Harvard's Drew Gilpin Faust to step down as president next year
Related Links
● HNN's coverage of Drew Gilpin Faust's career as president of Harvard
● Harvard’s Departing Leader Pushed the University to Grapple With Its Past (Chronicle of Higher Ed)
Drew Gilpin Faust, the first woman to serve as Harvard’s president, announced Wednesday that she would step down next year after 11 years of service, a period in which she oversaw ambitious fund-raising, expansion of academic programs and increases in student and faculty diversity.
Dr. Faust, a well-liked historian known for her scholarship on the American South, was appointed in 2007 after a turbulent period in which her predecessor, Lawrence H. Summers, an economist and former Treasury secretary, had alienated significant portions of the faculty.

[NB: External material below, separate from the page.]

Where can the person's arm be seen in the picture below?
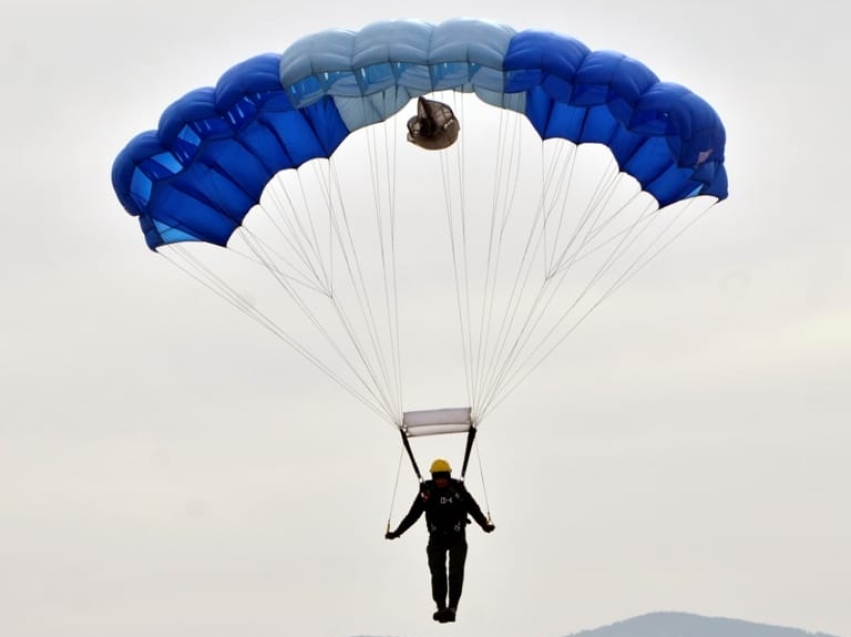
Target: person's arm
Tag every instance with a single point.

The gracious Dr. Faust, in some ways an unlikely choice to lead the university because she did not attend Harvard, was viewed as the antidote to Dr. Summers’s pugnacious style. Moreover, the selection of a woman — after Dr. Summers’s controversial suggestion that women might lack an aptitude for science and math — appeared to usher in a new era.
Indeed, she is credited with strides in increasing the university’s ethnic and economic diversity, partly by expanding its financial-aid program.